Indemnizaciones con topes de actualización.- Para el tema de las indemnizaciones, se dispuso que se excluirá del cálculo al aguinaldo, las vacaciones, los premios y otros beneficios que no sean de pago mensual. Además, la ley establece que las indemnizaciones dispuestas en juicios laborales se actualizarán por inflación, con un adicional del 3% anual, lo que -previo a la ley- quedaba a consideración de cada juez. Las grandes empresas podrán pagar las sentencias condenatorias por juicios laborales en hasta 6 cuotas, mientras que las Pymes tendrán hasta 12 cuotas mensuales.

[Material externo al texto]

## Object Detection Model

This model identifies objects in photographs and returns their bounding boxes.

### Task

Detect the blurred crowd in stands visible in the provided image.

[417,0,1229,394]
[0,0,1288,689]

El fondo de asistencia laboral.- Con este ítem las grandes empresas deberán aportar el 1% del salario de los trabajadores a una cuenta de inversiones destinada a ser utilizada para el pago de indemnizaciones. En tanto, las pymes transferirán el 2,5%. Estos porcentajes podrían elevarse al 1,5% para el primer grupo, y al 3% para el segundo. En caso de que el fondo no alcance para pagar el total de la indemnización, el empleador deberá hacerse cargo de la diferencia.

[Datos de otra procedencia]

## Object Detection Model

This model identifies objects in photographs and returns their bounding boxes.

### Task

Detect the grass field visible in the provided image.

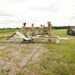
[0,29,75,75]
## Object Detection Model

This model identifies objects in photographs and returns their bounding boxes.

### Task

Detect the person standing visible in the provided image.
[22,22,27,36]
[30,23,36,36]
[39,25,44,36]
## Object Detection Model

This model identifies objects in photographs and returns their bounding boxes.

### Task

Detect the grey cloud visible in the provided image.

Derecho a huelga.- La ley impulsada por el Gobierno nacional define una serie de “servicios esenciales” que no pueden brindar una prestación menor al 75% de su funcionamiento normal durante una huelga. Además de salud, producción, distribución de agua potable, energía eléctrica, gas y control del tráfico aéreo, considerados esenciales en la norma anterior, se incorporan las telecomunicaciones, la aeronáutica comercial, el control de tráfico portuario; los servicios aduaneros y migratorios; y la educación en todos sus niveles (salvo universitario). Por otro lado, crea una categoría de “servicios de importancia trascendental”. Estos servicios no pueden brindar una prestación menor al 50% de su funcionamiento normal e incluye: la industria de medicamentos, el transporte de pasajeros y mercadería, la radio y televisión, industrias como siderurgia, aluminio, cementera, construcción, aeropuertos, minería, correos, bancos, hotelería, gastronomía, comercio electrónico, entre otros.